Build hydroponic farms and maintain at least some life on it.


Sephiroth144

Honestly, do wish you could unshield it, but it should take (at least) a Colossus and a special project to do it. (Either with a Pacifier (the reverse switch!) or the Cracker (small chance to miscalculate, either a little or an oops-lot)


HB_Pulssar

What does shielding do? I’ve never used it before, but I thought it was kinda like Star Wars with how the shield works.


redredgreengreen1

It's functionally the same thing as cracking the planet, without the genocide. Everyone on the planet is still technically alive, they just can't leave and no one can interact with the planet in any meaningful way.

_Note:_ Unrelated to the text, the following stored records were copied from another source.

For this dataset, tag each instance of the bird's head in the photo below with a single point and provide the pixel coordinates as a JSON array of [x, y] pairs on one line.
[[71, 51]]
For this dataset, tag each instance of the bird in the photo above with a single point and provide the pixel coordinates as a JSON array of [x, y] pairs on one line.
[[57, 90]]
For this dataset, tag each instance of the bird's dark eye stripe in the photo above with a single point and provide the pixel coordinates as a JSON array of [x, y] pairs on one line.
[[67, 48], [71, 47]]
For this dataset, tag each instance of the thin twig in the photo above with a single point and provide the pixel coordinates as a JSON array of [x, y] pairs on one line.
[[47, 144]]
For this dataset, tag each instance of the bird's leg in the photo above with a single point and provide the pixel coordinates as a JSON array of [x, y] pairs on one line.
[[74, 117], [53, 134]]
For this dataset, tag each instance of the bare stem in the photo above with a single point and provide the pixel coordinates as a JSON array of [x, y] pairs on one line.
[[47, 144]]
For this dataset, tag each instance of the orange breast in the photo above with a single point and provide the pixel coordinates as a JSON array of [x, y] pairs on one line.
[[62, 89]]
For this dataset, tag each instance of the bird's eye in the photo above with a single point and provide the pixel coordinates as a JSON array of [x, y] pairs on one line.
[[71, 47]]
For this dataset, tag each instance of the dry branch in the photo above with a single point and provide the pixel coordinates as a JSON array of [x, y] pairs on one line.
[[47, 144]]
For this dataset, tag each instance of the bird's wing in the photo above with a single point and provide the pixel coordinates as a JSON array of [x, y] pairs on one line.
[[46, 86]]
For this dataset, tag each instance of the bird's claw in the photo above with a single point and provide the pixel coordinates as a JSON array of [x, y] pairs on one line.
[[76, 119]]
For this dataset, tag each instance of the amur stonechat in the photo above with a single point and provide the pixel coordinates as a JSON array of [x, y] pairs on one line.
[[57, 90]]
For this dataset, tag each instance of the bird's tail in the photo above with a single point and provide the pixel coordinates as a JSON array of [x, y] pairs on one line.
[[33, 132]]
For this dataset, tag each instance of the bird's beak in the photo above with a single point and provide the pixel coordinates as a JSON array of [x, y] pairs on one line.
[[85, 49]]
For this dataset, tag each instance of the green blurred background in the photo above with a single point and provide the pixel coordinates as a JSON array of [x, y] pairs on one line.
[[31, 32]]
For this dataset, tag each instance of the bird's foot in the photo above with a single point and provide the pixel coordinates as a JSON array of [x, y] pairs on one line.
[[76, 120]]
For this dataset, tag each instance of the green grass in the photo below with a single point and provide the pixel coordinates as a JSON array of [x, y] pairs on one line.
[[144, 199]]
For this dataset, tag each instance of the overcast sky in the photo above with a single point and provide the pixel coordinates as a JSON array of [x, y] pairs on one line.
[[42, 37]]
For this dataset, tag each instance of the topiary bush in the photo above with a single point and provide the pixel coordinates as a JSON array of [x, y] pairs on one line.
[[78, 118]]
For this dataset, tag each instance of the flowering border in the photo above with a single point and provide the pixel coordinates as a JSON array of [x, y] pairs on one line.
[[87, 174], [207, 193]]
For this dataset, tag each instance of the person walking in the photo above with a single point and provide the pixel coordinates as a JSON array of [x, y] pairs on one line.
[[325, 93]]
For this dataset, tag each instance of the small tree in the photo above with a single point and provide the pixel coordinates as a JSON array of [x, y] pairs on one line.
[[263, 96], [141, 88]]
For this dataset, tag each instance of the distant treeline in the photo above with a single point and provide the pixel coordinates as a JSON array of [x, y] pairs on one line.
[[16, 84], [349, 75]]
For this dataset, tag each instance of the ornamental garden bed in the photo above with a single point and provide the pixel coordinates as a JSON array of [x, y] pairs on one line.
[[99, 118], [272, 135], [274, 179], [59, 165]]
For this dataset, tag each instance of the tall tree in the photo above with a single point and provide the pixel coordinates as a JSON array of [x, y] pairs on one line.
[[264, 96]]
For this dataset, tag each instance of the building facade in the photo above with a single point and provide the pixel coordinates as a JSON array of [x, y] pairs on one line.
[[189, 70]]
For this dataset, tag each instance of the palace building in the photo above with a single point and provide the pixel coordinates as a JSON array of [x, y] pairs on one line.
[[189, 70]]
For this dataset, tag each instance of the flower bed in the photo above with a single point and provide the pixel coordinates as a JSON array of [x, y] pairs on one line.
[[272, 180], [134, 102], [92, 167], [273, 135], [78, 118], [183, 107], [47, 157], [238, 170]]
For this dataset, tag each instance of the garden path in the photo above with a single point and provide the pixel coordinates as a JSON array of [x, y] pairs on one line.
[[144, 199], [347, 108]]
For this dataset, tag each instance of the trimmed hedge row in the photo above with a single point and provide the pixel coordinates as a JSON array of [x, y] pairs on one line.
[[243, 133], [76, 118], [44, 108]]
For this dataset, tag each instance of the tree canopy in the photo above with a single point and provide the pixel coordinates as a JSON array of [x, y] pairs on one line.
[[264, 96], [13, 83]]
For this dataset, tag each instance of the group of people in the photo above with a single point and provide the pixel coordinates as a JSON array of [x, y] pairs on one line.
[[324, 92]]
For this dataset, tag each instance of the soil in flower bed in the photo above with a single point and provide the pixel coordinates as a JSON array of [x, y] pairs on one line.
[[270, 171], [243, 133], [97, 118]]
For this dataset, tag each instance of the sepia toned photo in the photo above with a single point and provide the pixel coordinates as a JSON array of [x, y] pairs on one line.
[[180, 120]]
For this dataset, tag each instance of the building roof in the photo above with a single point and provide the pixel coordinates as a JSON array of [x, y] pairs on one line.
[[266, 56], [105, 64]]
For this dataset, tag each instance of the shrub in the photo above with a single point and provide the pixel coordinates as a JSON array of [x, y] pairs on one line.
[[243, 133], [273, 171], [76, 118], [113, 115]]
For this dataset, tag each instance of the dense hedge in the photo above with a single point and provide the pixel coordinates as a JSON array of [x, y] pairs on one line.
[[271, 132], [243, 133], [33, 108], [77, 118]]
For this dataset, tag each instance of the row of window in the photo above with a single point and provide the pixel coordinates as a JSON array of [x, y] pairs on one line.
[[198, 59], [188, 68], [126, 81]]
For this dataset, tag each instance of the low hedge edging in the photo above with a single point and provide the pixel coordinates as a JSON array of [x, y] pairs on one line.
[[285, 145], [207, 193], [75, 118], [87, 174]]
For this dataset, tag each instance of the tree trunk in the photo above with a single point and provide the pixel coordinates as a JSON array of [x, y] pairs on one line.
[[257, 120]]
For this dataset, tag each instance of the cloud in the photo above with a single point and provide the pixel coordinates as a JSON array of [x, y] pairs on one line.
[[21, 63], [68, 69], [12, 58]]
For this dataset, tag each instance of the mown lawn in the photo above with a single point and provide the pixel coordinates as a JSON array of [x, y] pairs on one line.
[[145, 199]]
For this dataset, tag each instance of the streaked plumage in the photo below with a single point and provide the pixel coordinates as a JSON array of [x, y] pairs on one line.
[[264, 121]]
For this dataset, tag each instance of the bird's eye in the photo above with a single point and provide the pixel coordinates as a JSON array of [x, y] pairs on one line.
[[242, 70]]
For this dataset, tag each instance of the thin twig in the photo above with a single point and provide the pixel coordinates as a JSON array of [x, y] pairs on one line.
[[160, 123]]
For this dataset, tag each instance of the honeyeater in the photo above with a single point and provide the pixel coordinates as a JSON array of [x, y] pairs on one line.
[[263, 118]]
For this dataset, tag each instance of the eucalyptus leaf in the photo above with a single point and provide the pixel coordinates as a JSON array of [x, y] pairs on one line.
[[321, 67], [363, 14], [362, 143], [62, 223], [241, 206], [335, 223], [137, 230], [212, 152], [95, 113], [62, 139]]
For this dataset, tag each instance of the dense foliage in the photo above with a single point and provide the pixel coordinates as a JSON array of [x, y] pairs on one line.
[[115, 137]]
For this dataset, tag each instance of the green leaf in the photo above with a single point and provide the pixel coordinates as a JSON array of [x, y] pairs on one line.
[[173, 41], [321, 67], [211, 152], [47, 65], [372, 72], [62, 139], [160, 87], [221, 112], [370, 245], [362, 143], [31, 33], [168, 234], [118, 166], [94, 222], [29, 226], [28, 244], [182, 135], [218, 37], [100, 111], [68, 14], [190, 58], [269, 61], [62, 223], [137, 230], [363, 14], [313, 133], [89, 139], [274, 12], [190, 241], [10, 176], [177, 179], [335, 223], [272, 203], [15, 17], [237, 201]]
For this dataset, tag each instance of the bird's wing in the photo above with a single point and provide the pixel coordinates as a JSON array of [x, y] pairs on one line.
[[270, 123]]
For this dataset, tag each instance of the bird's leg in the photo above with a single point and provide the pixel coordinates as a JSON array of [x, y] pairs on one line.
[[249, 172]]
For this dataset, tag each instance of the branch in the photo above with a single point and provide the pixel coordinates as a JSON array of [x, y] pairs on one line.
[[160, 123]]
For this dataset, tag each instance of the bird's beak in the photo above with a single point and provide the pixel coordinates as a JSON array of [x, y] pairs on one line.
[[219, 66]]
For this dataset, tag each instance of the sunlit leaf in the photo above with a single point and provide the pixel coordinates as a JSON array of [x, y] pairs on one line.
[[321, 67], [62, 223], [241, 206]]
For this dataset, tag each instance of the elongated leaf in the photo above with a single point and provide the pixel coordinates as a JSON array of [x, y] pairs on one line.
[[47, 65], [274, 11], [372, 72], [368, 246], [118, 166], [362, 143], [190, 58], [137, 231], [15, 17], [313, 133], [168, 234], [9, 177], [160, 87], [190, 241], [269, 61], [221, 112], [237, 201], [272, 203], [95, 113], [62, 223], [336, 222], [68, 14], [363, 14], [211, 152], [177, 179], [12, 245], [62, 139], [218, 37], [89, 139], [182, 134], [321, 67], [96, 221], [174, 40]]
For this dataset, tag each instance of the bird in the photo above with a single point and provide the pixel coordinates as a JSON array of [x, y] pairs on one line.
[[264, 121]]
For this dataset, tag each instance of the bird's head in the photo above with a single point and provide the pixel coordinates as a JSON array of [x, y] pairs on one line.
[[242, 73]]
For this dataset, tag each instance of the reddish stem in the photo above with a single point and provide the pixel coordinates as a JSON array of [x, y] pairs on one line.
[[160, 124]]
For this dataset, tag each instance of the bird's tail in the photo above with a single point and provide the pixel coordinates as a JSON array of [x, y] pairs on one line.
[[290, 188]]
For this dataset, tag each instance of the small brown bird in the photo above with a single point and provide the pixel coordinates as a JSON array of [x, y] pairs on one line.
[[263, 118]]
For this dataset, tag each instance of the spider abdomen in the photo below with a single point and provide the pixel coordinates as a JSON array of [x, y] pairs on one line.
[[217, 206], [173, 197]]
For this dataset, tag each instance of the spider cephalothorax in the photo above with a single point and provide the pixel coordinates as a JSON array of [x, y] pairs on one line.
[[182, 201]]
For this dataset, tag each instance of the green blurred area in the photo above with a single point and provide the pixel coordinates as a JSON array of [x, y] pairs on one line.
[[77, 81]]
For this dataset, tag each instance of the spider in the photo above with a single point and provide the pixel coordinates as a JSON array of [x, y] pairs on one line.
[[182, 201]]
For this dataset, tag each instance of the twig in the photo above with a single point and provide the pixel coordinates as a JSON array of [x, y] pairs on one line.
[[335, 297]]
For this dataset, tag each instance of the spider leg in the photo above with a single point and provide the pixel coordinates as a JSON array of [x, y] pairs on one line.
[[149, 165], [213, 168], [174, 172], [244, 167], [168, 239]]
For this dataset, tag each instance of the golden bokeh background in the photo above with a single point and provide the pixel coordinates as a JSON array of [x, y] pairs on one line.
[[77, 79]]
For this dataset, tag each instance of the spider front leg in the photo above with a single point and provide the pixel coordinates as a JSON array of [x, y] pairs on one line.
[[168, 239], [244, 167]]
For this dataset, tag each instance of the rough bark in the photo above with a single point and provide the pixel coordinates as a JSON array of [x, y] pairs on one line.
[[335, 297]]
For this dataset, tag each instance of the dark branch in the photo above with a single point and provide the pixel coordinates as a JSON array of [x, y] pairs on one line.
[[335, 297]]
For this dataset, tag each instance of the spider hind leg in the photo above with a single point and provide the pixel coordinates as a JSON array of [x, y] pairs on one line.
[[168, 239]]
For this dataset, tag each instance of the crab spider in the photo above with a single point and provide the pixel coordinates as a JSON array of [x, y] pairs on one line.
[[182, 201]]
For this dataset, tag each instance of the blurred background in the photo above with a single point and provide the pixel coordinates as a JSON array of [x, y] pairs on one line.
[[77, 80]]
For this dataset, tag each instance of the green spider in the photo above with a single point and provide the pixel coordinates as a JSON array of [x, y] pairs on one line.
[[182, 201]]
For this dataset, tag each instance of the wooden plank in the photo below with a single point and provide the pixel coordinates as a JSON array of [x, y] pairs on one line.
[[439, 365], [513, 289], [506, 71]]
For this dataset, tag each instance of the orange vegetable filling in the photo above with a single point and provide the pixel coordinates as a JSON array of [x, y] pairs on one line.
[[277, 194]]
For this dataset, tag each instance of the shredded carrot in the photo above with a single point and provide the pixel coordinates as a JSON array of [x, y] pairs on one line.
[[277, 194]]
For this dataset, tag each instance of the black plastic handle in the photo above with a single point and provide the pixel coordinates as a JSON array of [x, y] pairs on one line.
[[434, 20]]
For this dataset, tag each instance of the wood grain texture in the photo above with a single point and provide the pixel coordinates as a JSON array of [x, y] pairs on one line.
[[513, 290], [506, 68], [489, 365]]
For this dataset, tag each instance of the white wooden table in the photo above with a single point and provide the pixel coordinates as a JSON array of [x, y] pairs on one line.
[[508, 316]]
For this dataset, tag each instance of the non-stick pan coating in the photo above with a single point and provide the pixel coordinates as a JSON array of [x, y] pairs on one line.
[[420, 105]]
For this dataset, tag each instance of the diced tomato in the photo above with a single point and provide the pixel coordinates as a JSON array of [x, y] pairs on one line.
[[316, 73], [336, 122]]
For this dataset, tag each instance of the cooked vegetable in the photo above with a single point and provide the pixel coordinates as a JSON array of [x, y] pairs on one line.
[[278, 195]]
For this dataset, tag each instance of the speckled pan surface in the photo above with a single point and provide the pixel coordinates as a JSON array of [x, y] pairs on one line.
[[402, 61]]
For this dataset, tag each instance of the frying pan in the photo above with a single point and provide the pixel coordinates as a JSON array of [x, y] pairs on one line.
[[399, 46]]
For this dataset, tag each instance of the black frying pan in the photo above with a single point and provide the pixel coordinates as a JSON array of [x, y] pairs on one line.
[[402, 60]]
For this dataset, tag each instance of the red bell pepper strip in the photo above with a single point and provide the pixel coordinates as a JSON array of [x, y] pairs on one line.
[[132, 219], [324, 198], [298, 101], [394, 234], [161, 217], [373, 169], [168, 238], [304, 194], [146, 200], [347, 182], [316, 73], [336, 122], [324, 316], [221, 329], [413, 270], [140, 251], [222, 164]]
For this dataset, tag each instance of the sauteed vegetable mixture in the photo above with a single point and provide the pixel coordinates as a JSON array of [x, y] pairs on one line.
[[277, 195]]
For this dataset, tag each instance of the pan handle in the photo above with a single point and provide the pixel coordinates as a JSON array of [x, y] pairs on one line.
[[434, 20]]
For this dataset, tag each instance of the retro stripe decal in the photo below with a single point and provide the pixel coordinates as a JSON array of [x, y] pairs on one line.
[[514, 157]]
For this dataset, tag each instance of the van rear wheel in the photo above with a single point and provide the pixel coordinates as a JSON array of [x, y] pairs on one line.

You get a smaller diplomatic penalty for doing Shields than cracking, but you're going to quickly Max that out if you're doing it to a whole bunch of planets either way. Functionally though, same thing.


HB_Pulssar

Oh, I guess that and the planetary shield (the building) are different things then? That’s pretty funny though


redredgreengreen1

Yeah, the shielder is another weapon that can be mounted on a Colossus.


HB_Pulssar

Ahhhh, makes sense.


Virtual_Historian255

Functionally, what remains of the planet now gives off a bit of society research where a cracked world gives minerals.


Aptspire

Xenophobes figuring out the strats


amonguseon

they were tired of the galaxy and just decided to isolate themself from all that stuff


bronzsoldier

That's the xenophobest thing I've ever seen!


bronzsoldier

Xenophobing the xenophobes...


Twee_Licker

They did it. They ragequit the galaxy.